In this lab, the image blur function that was previously developed for CPU processing and MPI is converted for GPU processing. The CUDA and CPU processing time for blurring an image and the speedup were computed. Moreover, blurred images calculated by CPU and GPU are illustrated in separate image windows for comparison. In the following sections, the details of the code will be revealed, and answers to the lab questions will be provided.
The thread layout was configured as 2-D because our problem has two dimensions, and we need to access rows and columns of an image. In other words, to move across image we need two separate indexes for rows and columns. To set up a 2-D layout configuration for threads within blocks, first, the block size was read through command line arguments, and we can specify the block size by the following command: const dim3 block_size(blockx, blocky);
Then, to make sure we have enough indexes to cover the whole image, the grid size over x and y dimensions (the number of blocks) was specified by the following lines of code: int gridy = (int)ceil((double)input.rows / (double)block_size.y); int gridx = (int)ceil((double)input.cols / (double)block_size.x); dim3 grid_size(gridx, gridy);
This is the output of the code by 16*16 block size and blur level 3:
Here is the GPU and speedup information:
As can be seen, the blurred images in the CPU and GPU are the same, and a speedup of around 12 was achieved in this run.
The code was compiled and run for different block sizes and blur levels, and the results are tabulated in two tables below. As can be seen, the performance of the parallel code significantly depends on the block size. When the block size is 1×1 the GPU performance is very low. It is because of the fact that the blocks are dispatched in wraps, and with one thread per block, we aren’t using SIMD instruction within the streaming multiprocessing. By increasing the block size (decreasing the number of blocks), the speedup is increased up to a block size of 8. From block sizes 8 to 16, the speedup remained relatively the same. However, growing the block size to 32×32 resulted in a minor performance reduction with respect to block sizes 8 and 16. At a block size of 8, for example, we have 64 threads in every block (two dimensions) or two warps. In this case, we somehow benefit from coalesced memory access. It seems that for every problem size, there is an optimized block size.

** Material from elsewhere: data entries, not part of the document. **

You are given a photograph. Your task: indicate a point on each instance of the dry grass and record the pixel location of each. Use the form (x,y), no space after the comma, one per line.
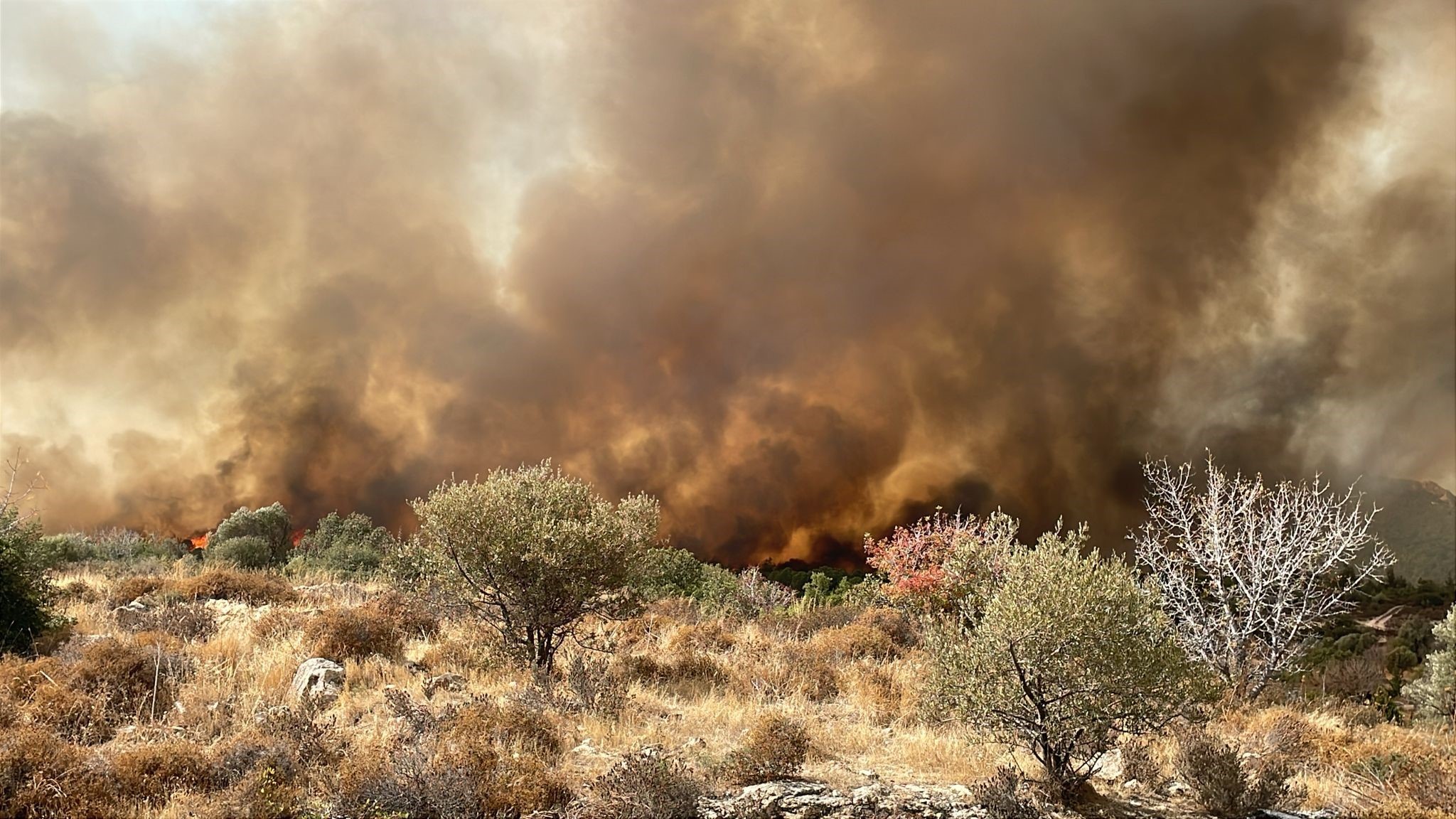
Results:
(77,735)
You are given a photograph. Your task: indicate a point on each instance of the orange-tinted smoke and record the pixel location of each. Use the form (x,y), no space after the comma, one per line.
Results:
(800,270)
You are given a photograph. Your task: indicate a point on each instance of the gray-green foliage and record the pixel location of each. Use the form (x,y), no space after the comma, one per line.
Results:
(668,573)
(533,551)
(1435,692)
(717,589)
(245,551)
(271,528)
(1068,653)
(123,545)
(344,544)
(25,591)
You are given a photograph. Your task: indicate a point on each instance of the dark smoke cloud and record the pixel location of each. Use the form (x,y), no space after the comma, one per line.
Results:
(801,272)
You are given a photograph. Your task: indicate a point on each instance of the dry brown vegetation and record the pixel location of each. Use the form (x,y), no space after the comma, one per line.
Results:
(181,710)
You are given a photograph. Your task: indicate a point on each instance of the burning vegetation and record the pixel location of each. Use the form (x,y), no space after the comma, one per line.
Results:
(800,272)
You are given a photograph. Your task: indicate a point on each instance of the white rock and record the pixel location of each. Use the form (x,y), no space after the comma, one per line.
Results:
(318,680)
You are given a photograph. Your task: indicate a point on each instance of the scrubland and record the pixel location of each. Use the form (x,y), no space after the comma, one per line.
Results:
(168,695)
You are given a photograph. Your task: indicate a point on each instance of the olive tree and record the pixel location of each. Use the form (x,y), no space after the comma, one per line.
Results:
(348,544)
(533,551)
(1250,572)
(254,538)
(1435,692)
(1066,653)
(25,589)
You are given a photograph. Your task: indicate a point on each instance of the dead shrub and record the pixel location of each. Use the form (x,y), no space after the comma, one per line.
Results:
(1140,763)
(877,691)
(471,649)
(19,677)
(1290,739)
(276,624)
(892,623)
(408,616)
(510,724)
(261,795)
(594,687)
(1222,783)
(690,669)
(34,763)
(785,672)
(478,764)
(696,637)
(254,752)
(150,774)
(254,588)
(75,716)
(775,748)
(133,678)
(1356,677)
(854,641)
(646,784)
(193,621)
(343,634)
(1005,795)
(309,739)
(126,589)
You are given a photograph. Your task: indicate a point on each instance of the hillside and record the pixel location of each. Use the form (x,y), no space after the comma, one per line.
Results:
(1418,522)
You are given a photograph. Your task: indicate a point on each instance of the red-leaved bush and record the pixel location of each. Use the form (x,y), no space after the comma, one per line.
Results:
(941,559)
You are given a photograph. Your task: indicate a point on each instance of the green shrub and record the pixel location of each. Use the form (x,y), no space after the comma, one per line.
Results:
(1068,655)
(668,573)
(1435,692)
(247,551)
(1222,783)
(350,545)
(341,634)
(774,749)
(647,784)
(717,589)
(25,591)
(255,588)
(533,548)
(269,525)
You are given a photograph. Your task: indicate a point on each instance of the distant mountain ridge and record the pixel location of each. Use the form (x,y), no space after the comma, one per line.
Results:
(1418,522)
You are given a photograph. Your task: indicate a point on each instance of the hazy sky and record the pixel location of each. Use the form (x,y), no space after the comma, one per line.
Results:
(800,270)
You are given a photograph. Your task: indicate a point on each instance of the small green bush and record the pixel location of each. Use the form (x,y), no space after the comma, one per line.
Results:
(647,784)
(271,525)
(533,548)
(1435,692)
(1222,783)
(350,545)
(248,551)
(668,573)
(25,591)
(1068,653)
(774,749)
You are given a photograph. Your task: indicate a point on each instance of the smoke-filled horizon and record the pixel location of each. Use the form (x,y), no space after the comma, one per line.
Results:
(803,272)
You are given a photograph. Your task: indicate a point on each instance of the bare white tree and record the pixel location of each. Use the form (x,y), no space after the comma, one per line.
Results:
(16,494)
(1250,572)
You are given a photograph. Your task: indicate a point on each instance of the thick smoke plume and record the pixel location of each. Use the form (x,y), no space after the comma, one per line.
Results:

Blur level | Block size | GPU time (s) | CPU time (s) | speedup |
---|---|---|---|---|
3 | 1×1 | 1.78 | 0.769 | 0.432 |
3 | 2×2 | 0.443 | 0.769 | 1.736 |
3 | 4×4 | 0.121 | 0.769 | 6.355 |
3 | 8×8 | 0.063 | 0.769 | 12.206 |
3 | 16×16 | 0.062 | 0.769 | 12.403 |
3 | 32×32 | 0.068 | 0.769 | 11.309 |
Blur level | Block size | GPU time (s) | CPU time (s) | speedup |
---|---|---|---|---|
6 | 1×1 | 6.586 | 2.978 | 0.452 |
6 | 2×2 | 1.651 | 2.978 | 1.804 |
6 | 4×4 | 0.414 | 2.978 | 7.193 |
6 | 8×8 | 0.210 | 2.978 | 14.181 |
6 | 16×16 | 0.209 | 2.978 | 14.249 |
6 | 32×32 | 0.238 | 2.978 | 12.513 |
Overall, when the blur level is 6, the speedup is higher than compared to the blur level 3. It might be because of increasing the computation with respect to the communication between host and device (same as MPI). However, using a big blur level results in increasing halo pixels and overlapping of memory access.